When she got to the bedroom, Alice looked up and said, “Call Roddy. He might know where the instructions are.”
“I already did that, Alice. I was on the phone with him when you started ringing the bell.”
“Oh, you were? You were on the phone with Roddy? Okay, then. I won’t bother you.”
Stella went back into the living room and read through the instructions, the manufacturer’s not his. Then she leaned over and turned on the fireplace. The gas logs lit up cheerfully.
She picked up her cell and punched Hadley’s number. “Hello,” she said. “Hello, Rod?”
“Hello?” he said after a short pause.
“This is Stella.”
“Who?”
“I got it turned on.”
“You got what turned on?”
“The gas logs.”
“You did! All by yourself? Well, good for you!”
She grinned and raised her middle finger. She thought, That’s right, fucker.
She went back to Alice’s room and told her she’d managed to find the instructions and turn on the gas.
“Without Roddy’s help?”
“That’s right.”
Alice chuckled. “I’ll bet he didn’t like that.”
“I don’t think he did.”
Stella pulled a blanket out of the closet and followed Alice into the living room where the gas logs were flickering cheerfully in the grate. She settled Alice into one of the wingback chairs beside the fire and wrapped her in a blanket. Then she sat down in the other wingback chair.

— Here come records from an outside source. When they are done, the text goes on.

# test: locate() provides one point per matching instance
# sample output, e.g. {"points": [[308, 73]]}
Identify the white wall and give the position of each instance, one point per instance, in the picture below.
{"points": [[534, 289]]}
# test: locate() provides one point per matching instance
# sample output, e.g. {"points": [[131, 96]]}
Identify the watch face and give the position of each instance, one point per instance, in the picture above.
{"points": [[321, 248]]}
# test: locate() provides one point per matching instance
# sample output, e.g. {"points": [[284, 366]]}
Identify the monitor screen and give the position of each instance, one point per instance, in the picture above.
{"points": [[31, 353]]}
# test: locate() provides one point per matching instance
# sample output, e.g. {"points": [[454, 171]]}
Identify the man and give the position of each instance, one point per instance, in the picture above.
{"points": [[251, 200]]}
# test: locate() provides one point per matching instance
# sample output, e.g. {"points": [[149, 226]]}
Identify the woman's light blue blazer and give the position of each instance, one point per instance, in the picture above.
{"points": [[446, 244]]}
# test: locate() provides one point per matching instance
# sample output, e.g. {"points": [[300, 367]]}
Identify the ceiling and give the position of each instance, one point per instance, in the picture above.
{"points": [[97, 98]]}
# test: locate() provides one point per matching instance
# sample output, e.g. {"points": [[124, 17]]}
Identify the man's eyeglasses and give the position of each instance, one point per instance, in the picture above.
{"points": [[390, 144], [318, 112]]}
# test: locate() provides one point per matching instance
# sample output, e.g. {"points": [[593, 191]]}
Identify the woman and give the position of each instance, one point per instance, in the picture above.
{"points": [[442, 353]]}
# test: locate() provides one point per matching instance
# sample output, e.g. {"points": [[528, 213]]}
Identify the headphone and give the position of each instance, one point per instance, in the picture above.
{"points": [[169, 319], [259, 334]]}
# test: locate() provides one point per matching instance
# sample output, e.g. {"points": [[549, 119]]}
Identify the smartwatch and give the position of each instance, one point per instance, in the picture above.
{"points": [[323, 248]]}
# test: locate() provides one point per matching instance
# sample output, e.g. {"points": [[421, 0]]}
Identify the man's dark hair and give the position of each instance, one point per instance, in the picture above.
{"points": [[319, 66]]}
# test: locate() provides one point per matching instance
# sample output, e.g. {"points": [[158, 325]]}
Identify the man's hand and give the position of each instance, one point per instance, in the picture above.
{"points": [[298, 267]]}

“I may sleep in my clothes tonight,” Alice said. “To keep warm.”
“Good idea,” Stella said.
They both sat quietly, staring at the flickering flames.
&nbs
p; “Roddy has a bicycle,” Alice said finally. “He rides all over the mountain. Once a year he goes up to New York with one of his sons and rides in that big race they have up there.”
“Wow,” Stella said. “That’s impressive.” She could imagine Roddy as a bicyclist. He had the lean, delicate build of a long-distance runner and she could picture him riding through the streets of New York in an aerodynamic skinsuit with a matching helmet.
“He’s a character,” Alice said, shaking her head. She had the blanket pulled up to her chin so that only her face was visible. “He comes sometimes and takes me to lunch at the Sonic. And before we go he always says Al, do you have your credit card?” She chuckled, staring at the flames. “Last Christmas he took me out to dinner at the Mountain Grille. The whole family was there, a long table of Whittingtons. And when the bill came he leaned over and said, Al, do you have your credit card? And I said, Oh, am I giving this dinner?”
Alice chuckled again but Stella couldn’t think of anything to say to this, so she kept quiet. It seemed wrong to her that a man with his own money would expect his mother to pay for everything but maybe that was just the way these trust fund families operated. Alice certainly didn’t seem bothered by it; she seemed to find it amusing.
“This is what we used to do when I was a girl and the power went out,” Alice said, staring at the flames. “When we lived up on Signal. We’d go next door to grandmother and grandfather’s house and sit in front of a roaring fire and roast popcorn. Grandfather would tell his tall tales and we’d all listen, pretending to believe everything that he said.”
“Why did you move to Lookout Mountain? Why didn’t you stay on Signal? It’s pretty nice up there.” Stella had always heard that Lookout Mountain was a snooty place, closed and unwelcoming to strangers.
“I moved to Lookout because Bill Whittington was from here! There were lots of Whittingtons on Lookout. Oh, I felt like an interloper at first. But my grandmother had been a Jordan; she was from Lookout, so that made it easier. And over time I got used to it.”
“Did you live with your husband’s family?”
Alice looked at her in horror. “Oh no,” she said. “That would never have worked. Bill was an only son. He had two sisters but he was the only boy. He was his mother’s special child. Mrs. Whittington wouldn’t have liked having me in her house.”